Fiona stared. “You’re a horse,” she said.

“Yes, ma’am.”

“They…those fools hired a werehorse to figure out whether we were cheating. A werehorse. What are the odds?”

“I don’t know, ma’am.” He shrugged. “There are four P.I.s working that beat, so I suppose one in four.” His hoof rippled, melting back into a hand. He grimaced. “Wow, that itches.”

Fiona’s stare softened. “You poor thing,” she said. “You live in the city, don’t you?”

“Yes, ma’am.”

“When’s the last time you really got to run?”

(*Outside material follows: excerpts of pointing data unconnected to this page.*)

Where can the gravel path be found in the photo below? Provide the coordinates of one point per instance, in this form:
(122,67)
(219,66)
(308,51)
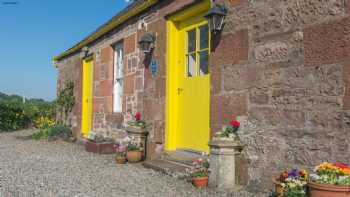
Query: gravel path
(49,169)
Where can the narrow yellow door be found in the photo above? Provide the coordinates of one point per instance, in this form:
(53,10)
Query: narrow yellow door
(188,82)
(86,116)
(194,86)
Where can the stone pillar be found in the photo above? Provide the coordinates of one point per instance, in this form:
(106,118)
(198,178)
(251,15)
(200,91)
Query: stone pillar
(140,137)
(222,163)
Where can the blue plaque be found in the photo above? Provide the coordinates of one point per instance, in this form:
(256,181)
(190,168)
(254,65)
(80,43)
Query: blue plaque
(154,65)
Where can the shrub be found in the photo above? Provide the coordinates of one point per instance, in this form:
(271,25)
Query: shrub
(53,132)
(15,114)
(12,117)
(44,122)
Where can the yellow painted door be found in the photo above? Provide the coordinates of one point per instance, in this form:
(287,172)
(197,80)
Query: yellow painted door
(188,80)
(194,86)
(86,117)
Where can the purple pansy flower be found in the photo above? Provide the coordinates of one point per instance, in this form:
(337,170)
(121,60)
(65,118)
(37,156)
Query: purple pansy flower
(293,173)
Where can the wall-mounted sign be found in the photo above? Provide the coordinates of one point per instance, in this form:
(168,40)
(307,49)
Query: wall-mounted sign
(154,67)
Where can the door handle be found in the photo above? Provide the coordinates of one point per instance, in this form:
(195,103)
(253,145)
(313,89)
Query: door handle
(179,90)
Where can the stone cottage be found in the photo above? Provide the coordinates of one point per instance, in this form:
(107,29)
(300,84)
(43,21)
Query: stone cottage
(281,67)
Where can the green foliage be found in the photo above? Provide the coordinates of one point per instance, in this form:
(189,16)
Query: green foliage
(120,154)
(133,147)
(12,117)
(52,132)
(137,123)
(66,99)
(15,115)
(295,193)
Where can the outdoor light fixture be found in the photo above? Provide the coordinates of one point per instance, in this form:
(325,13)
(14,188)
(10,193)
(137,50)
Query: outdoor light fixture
(216,17)
(84,52)
(146,43)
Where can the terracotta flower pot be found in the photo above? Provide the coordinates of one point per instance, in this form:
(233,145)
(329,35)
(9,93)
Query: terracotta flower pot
(120,160)
(324,190)
(200,181)
(134,156)
(278,187)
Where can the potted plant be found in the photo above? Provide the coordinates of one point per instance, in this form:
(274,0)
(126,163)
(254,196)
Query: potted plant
(134,153)
(330,179)
(291,183)
(199,172)
(120,155)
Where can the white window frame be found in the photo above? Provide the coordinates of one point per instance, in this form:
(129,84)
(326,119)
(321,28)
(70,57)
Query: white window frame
(118,79)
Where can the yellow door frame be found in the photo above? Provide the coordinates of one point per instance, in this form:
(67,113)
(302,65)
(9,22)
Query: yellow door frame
(174,57)
(87,88)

Michael blinked at her before slowly, shyly, beginning to smile.

* * *

Some people were surprised when Unto the Maine expanded to begin showing Friesian horses alongside the dogs and cats they already had. Others felt it was a good thing: that sort of overreach would inevitably result in their quality slipping and other people being able to snatch up the prizes that were rightfully theirs. No one was quite sure what the relationship was between the Harrisons and their new live-in trainer, Michael Collins, but the three were thick as thieves. Michael took over the cat shows, while Fiona continued to show the dogs, and Nathaniel showed the horses.

No matter the phase of the moon, they never missed another competition. And if some people swore they’d seen a black Friesian racing around the Harrisons’ farm with a blue tabby Maine Coon clinging to its saddle and a brown Great Dane running at its heels, well, fresh country air can be intoxicating to those who aren’t accustomed to it.